President Tinubu signed the order mandating that revenues from royalty oil, tax oil, profit oil, profit gas, and other earnings under production and profit-sharing contracts be remitted directly to the Federation Account. The directive also removes the 30 percent Frontier Exploration Fund under the PIA and ends the 30 percent management fee on profit oil and gas previously retained by NNPC Limited.
Reacting at a press conference in Lagos, PENGASSAN President Festus Osifo expressed concern, arguing that an executive order cannot override an existing law passed by the National Assembly. He maintained that the order effectively sets aside key provisions of the PIA, which took over a decade to enact.
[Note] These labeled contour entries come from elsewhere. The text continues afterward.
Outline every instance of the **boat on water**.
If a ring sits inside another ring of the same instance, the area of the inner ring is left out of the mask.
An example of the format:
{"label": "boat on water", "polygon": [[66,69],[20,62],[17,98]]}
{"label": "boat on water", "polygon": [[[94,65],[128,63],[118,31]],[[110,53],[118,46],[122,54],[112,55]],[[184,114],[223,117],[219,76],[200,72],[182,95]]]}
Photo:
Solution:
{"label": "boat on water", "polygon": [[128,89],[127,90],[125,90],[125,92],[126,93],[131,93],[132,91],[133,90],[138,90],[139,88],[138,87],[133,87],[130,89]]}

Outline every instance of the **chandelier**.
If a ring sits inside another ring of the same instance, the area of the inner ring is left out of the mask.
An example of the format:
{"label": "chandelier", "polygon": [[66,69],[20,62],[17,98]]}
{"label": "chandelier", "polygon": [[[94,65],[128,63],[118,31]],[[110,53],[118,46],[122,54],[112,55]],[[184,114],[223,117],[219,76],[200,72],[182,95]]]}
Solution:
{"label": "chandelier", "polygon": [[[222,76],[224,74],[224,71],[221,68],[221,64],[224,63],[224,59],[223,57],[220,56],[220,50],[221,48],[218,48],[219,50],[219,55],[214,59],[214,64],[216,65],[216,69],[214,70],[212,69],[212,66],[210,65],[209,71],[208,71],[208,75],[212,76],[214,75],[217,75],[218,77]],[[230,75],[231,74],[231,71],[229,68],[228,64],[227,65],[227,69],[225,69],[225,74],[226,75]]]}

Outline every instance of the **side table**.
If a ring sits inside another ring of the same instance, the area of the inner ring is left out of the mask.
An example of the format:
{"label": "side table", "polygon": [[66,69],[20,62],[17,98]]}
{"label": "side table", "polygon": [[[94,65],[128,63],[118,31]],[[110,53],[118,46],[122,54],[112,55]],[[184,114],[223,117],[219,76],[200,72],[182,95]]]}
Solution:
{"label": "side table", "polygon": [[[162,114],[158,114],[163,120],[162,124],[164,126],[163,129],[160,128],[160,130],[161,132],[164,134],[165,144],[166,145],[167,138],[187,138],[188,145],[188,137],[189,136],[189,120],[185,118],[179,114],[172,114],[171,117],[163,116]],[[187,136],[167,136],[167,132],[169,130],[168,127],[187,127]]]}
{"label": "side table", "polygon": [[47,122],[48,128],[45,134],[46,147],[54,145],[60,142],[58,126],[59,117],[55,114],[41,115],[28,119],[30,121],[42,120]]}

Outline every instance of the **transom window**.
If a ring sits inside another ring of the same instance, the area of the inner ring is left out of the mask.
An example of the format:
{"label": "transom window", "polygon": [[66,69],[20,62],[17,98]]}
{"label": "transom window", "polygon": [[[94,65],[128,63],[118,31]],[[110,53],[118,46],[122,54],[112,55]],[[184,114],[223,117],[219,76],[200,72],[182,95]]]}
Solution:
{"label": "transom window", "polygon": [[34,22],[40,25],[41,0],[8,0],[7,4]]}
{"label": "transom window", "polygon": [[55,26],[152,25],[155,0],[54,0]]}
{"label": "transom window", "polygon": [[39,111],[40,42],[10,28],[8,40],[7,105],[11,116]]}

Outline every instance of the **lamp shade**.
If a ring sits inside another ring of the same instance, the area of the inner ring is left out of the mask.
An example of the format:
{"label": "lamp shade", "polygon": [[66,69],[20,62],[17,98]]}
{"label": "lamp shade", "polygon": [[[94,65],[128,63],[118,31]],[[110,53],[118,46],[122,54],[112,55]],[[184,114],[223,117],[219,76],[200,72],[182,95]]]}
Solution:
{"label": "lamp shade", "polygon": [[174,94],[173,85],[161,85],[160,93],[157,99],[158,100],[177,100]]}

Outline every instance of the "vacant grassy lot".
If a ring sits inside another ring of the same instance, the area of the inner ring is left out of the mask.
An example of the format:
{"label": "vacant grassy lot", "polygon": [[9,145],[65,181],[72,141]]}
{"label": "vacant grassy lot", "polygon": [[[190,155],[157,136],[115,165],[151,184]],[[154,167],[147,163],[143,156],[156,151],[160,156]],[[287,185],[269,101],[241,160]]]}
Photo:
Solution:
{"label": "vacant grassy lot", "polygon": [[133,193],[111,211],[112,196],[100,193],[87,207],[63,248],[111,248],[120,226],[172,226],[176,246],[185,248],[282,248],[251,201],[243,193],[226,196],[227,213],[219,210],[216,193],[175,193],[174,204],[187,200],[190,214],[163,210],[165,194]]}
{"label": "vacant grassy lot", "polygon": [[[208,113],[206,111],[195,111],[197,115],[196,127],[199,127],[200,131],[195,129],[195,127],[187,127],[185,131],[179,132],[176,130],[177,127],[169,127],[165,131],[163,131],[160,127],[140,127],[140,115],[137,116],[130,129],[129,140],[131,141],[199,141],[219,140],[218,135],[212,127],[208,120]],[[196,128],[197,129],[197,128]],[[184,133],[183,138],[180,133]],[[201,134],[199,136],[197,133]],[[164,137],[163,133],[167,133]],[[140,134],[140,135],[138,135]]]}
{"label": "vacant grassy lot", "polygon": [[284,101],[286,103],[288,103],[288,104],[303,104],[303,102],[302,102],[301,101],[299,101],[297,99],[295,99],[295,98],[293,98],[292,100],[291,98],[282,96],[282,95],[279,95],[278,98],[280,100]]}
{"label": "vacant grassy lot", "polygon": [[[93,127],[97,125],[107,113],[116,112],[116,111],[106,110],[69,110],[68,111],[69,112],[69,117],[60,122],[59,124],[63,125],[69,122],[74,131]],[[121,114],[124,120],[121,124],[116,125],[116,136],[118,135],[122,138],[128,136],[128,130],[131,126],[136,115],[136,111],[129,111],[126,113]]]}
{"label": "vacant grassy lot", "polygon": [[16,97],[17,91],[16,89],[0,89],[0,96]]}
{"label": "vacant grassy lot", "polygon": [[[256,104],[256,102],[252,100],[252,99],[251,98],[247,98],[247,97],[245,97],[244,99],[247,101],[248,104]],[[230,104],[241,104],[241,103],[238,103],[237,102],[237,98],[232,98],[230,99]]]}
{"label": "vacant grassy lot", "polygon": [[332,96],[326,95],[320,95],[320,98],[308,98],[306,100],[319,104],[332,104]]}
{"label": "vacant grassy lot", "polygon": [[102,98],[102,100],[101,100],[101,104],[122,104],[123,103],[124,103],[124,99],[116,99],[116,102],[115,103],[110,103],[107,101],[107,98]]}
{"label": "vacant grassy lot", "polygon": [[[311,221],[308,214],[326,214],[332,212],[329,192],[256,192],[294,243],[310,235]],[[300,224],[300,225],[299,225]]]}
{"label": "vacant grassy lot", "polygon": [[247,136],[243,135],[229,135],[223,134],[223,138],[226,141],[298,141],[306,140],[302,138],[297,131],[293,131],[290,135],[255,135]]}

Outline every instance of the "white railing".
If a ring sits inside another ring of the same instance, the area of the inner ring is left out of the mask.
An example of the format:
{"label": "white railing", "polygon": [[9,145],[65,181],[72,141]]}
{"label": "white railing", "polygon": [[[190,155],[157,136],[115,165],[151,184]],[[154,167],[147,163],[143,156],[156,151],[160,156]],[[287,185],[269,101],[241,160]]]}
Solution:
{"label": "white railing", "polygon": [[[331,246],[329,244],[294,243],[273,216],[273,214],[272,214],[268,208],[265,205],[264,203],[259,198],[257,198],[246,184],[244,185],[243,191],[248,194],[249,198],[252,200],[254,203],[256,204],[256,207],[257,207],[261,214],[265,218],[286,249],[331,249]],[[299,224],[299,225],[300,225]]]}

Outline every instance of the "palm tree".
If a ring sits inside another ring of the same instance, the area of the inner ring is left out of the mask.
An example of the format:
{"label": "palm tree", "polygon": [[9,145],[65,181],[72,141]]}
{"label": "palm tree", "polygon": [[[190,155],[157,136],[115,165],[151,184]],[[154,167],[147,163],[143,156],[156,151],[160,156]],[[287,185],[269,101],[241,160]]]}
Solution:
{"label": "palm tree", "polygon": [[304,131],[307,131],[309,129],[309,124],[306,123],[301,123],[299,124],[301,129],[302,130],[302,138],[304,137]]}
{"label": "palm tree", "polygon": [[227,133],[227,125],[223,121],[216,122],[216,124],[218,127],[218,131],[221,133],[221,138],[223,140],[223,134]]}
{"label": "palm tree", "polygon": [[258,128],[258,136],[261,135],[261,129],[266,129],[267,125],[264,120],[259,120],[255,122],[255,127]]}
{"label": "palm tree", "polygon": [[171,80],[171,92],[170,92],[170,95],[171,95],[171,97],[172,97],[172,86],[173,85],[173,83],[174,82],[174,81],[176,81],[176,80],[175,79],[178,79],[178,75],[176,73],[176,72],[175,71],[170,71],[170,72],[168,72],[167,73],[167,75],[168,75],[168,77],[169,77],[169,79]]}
According to Osifo, the President may have been misinformed about certain financial arrangements under the PIA. He disputed claims that NNPC retains 30 percent of revenue from production-sharing contracts, stating that the actual figure is below two percent. He also clarified that funds allocated for frontier exploration do not go directly to NNPC but into a designated account.
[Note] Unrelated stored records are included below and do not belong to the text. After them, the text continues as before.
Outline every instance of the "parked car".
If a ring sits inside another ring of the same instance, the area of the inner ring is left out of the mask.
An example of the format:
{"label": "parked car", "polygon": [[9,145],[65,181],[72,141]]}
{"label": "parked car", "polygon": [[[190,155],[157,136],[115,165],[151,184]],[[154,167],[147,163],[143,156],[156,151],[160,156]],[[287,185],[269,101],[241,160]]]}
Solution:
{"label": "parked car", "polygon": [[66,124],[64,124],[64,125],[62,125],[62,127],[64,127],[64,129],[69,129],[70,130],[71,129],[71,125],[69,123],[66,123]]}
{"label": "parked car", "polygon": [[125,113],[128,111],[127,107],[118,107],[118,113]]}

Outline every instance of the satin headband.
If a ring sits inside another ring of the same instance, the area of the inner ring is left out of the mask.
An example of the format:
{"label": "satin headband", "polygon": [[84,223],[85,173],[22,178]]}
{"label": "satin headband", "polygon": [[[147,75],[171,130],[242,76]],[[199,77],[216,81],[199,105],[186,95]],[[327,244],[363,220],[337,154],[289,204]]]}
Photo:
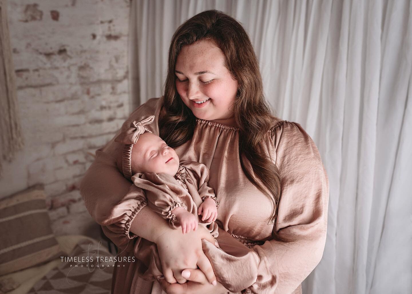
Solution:
{"label": "satin headband", "polygon": [[133,145],[136,144],[140,135],[146,132],[153,132],[145,126],[150,124],[154,120],[154,116],[152,115],[141,121],[132,121],[130,127],[116,137],[115,142],[124,144],[122,156],[122,168],[124,177],[130,179],[131,172],[131,151]]}

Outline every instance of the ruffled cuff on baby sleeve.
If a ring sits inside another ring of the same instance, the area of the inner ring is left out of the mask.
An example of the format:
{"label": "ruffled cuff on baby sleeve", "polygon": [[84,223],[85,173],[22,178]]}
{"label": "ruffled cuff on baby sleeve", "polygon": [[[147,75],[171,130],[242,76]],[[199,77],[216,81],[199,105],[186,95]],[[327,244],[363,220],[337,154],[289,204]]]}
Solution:
{"label": "ruffled cuff on baby sleeve", "polygon": [[218,202],[218,198],[216,196],[211,196],[210,195],[206,195],[206,196],[204,196],[201,197],[202,201],[205,201],[205,199],[206,198],[211,198],[213,200],[215,201],[215,202],[216,203],[216,208],[219,207],[219,205],[220,203]]}
{"label": "ruffled cuff on baby sleeve", "polygon": [[184,203],[174,202],[172,203],[169,209],[166,210],[167,215],[166,215],[166,219],[169,221],[169,225],[171,228],[174,229],[177,229],[180,227],[180,224],[178,222],[176,215],[172,212],[175,208],[177,207],[181,207],[183,208],[186,209],[187,207]]}
{"label": "ruffled cuff on baby sleeve", "polygon": [[124,231],[124,234],[129,239],[133,239],[137,237],[137,235],[130,231],[130,227],[131,226],[131,223],[137,215],[137,214],[140,212],[143,208],[147,205],[147,201],[145,200],[136,199],[136,205],[135,207],[131,208],[130,215],[126,214],[124,217],[125,222]]}

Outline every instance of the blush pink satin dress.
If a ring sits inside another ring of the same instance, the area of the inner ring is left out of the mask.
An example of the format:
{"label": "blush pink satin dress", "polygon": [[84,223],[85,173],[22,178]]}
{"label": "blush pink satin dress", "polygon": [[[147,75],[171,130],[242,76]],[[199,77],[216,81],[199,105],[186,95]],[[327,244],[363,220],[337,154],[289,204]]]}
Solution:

The Presidency had justified the order by citing constitutional provisions and the need to protect oil revenues, reduce excessive deductions, and ensure proper remittance to federal, state, and local governments. However, PENGASSAN warned that bypassing the legislative process could send negative signals to investors and undermine confidence in the PIA.
Osifo noted that prior uncertainty in the oil and gas sector led to reduced investments and declining rig counts before the PIA was passed in 2021. He cautioned that altering the law through an executive order could reverse recent gains and create further instability.
The union also raised concerns about job security, warning that up to 4,000 NNPC workers could be affected if the order disrupts the company’s financial structure. PENGASSAN stressed that its position is not about protecting narrow interests but about safeguarding the broader economy, given the oil sector’s critical role in Nigeria’s foreign exchange earnings.
The association has called on President Tinubu to withdraw the order and pursue any proposed changes through an executive bill in the National Assembly instead. It also expressed disappointment over the silence of the National Assembly and the Attorney-General’s office on the matter.
PENGASSAN said it would continue consultations with other industry stakeholders, including NUPENG, and announce further actions in due course.